Will your husband read all the books and truly educate himself? If so, I'd go doula. If not I'd go classes. Ideally you could barter or find a bargain for one or the other so you can have both.

Just asked my husband and he said classes all the way, for what that's worth.

Best of luck to you and your husband.
post #19 of 27
Well...some husbands can and some husbands can't. It is a myth that they all rise to the occasion and perform beautifully. He might or might not. My doesn't. I'd choose a doula any day and honestly, am sure he is even helpful in the room.

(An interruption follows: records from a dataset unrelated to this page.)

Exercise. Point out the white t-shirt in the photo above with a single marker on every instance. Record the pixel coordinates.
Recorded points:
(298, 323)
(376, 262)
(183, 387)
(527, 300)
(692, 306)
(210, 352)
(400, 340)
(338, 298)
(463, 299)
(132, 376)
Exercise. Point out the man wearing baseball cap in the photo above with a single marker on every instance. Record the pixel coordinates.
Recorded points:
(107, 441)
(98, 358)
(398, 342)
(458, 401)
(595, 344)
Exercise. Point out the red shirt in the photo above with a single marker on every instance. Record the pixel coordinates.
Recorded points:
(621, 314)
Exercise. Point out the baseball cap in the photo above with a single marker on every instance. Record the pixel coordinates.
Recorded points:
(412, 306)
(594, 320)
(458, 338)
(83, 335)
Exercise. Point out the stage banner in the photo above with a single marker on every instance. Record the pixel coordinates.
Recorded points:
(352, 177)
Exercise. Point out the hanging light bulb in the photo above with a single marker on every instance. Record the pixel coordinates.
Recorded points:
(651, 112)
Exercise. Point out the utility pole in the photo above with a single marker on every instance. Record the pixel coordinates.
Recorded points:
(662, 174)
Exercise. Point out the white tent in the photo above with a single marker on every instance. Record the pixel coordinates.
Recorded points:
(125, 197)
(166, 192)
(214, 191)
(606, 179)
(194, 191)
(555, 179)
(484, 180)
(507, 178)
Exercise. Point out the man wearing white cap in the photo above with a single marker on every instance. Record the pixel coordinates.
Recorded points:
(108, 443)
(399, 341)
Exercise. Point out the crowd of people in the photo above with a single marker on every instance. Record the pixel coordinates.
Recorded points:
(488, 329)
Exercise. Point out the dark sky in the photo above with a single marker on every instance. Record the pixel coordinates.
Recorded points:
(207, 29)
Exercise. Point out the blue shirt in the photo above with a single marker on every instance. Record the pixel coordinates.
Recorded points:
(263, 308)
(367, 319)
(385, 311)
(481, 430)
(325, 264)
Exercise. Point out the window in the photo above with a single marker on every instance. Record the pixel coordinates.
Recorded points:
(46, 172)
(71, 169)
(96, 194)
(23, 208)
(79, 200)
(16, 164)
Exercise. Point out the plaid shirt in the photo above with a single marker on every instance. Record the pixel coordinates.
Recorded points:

How does DH handle pain generally? DH can't stand to see pain, every ache needs a tylenol etc. He handled reading a book a lot better than talking about it.
post #20 of 27
Quote:
Originally Posted by fruitfulmomma View Post
If he asked my husband he would get an absolutely yes take the classes response.
Same here. My husband LOVED the classes; far more than I ever imagined he would. I did too.

As far as picking one or the other, that's tough. We're having a doula and took Bradley but you said that's not an option. I think the Bradley book + doula idea is WONDERFUL and if your husband actively reads it with you, that's as close to the best of both worlds that you can get!!

Lots of luck to you guys - how exciting!